Defendant’s next contention is that plaintiffs Sebastian Huskamp and Rose Huskamp cannot recover because the present suit was not commenced within a year next after the fire as provided by the policy. The original complaint was filed by Reinhardt, trustee, on May 12, 1935, to which complaint the Huskamps and the insurance company were made defendants. An amended complaint was filed on September 23, 1935, in which the Huskamps were named as coplaintiffs with Reinhardt, trustee. The trial court dismissed such amended complaint on the ground that leave of court had not been obtained tó file such amendment, but on appeal this court reversed such ruling and remanded the cause to the trial court. (Reinhardt v. Security Ins. Co. of New Haven, Conn., 287 Ill. App. 320.) The second amended complaint, on which the present case was tried, was filed May 10, 1937. Defendant, in an additional abstract furnished by it, has set forth the several paragraphs of its answer in which it alleged that the original complaint filed in this case by Reinhardt, in which complaint the Hnskamps were named as defendants, did not state a cause of action and that at the time of the filing of the respective amended complaints more than twelve months had elapsed since the fire and that this action was, therefore, barred under the express provisions of the policy. The original complaint was not made a part of the record in this case and its provisions do not appear from the record or abstract.

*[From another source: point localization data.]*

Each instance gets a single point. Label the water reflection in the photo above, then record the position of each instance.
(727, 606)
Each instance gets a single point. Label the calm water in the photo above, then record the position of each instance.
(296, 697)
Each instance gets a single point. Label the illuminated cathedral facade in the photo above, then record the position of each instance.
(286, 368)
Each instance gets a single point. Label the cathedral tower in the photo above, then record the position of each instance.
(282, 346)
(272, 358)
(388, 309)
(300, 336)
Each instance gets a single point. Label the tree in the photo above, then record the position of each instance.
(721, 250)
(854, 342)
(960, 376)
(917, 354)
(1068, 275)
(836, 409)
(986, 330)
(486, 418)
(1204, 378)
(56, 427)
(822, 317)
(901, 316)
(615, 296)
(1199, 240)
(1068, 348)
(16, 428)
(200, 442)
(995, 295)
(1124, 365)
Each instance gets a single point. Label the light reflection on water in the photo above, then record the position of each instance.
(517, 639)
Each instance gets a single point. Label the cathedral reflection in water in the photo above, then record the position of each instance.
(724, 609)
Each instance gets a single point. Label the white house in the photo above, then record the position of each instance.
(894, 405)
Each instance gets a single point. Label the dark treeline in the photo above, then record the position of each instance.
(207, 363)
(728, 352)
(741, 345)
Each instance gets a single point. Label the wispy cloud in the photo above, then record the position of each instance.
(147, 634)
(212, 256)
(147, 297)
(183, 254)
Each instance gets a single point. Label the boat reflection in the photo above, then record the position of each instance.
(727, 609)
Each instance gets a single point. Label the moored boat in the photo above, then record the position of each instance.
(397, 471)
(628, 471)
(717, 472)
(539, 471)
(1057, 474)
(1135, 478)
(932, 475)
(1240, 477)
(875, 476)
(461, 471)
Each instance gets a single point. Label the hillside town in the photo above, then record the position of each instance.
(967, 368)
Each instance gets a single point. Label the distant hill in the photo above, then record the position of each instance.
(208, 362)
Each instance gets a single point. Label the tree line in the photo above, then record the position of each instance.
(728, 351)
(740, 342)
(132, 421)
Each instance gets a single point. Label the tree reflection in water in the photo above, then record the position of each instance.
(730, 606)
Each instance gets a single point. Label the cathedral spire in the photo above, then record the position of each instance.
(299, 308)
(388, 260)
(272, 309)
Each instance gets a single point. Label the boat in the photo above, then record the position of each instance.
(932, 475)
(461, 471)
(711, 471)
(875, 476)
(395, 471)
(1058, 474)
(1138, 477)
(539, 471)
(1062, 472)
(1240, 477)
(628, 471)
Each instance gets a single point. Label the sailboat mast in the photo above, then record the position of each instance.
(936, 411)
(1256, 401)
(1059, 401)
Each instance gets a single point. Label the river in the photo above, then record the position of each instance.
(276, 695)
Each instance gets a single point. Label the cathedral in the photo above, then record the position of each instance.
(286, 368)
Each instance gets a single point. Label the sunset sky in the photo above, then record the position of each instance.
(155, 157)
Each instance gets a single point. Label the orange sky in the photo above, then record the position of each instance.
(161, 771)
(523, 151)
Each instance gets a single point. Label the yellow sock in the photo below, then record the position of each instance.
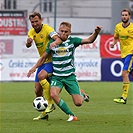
(46, 90)
(125, 90)
(43, 113)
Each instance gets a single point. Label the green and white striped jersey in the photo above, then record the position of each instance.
(63, 56)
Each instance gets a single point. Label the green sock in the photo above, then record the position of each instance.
(63, 106)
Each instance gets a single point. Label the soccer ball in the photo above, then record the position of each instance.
(40, 104)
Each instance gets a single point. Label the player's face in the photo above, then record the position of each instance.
(125, 17)
(64, 32)
(36, 23)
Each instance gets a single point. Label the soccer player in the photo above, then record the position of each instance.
(63, 68)
(41, 34)
(124, 32)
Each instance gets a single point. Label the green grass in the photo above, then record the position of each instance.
(100, 115)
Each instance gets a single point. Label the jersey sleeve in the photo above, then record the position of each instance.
(30, 34)
(51, 31)
(116, 32)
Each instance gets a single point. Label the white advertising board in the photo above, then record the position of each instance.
(15, 69)
(88, 50)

We think that the defense that suit was not filed within the time provided by the policy, was an affirmative defense and that the burden was on the defendant to establish the facts necessary to sustain such defense. Having no knowledge of the allegations of the original complaint, we are not in a position to decide whether the second amended complaint is a continuation of the original cause of action, except for the change in the position of the Huskamps from parties defendant to parties plaintiff, or whether an entirely new cause of action is stated by the amended complaint. In this state of the record we cannot say that defendant has established the defense that suit was not properly filed within the twelvemonths period so as to protect the rights of the Huskamps.

In its answer the defendant alleged as a defense against the Huskamps that they were barred from maintaining this action because suit was not commenced by either of them within the twelve-months period provided by the policy. On motion of the plaintiffs that part of the answer setting up this defense was stricken, and defendant has assigned as cross error such ruling of the trial court. It is our opinion that the defendant should have been permitted to plead and prove such alleged defense, and that the trial court therefore erred in striking such portion of the answer.

It is our opinion that the plaintiff Reinhardt, trustee, made a prima facie case entitling him to judgment for the amount due him as assignee of the mortgage indebtedness. It is also our opinion if the plaintiffs Huskamp had been permitted to introduce and had introduced evidence showing or tending to show a waiver of the condition of the policy with reference to an increase in hazard by reason of the change in occupancy, they would have made a prima facie case entitling them to judgment for the balance of the proceeds of the policy.

The case is reversed and remanded for further proceedings consistent with this opinion.

Reversed and remanded with directions.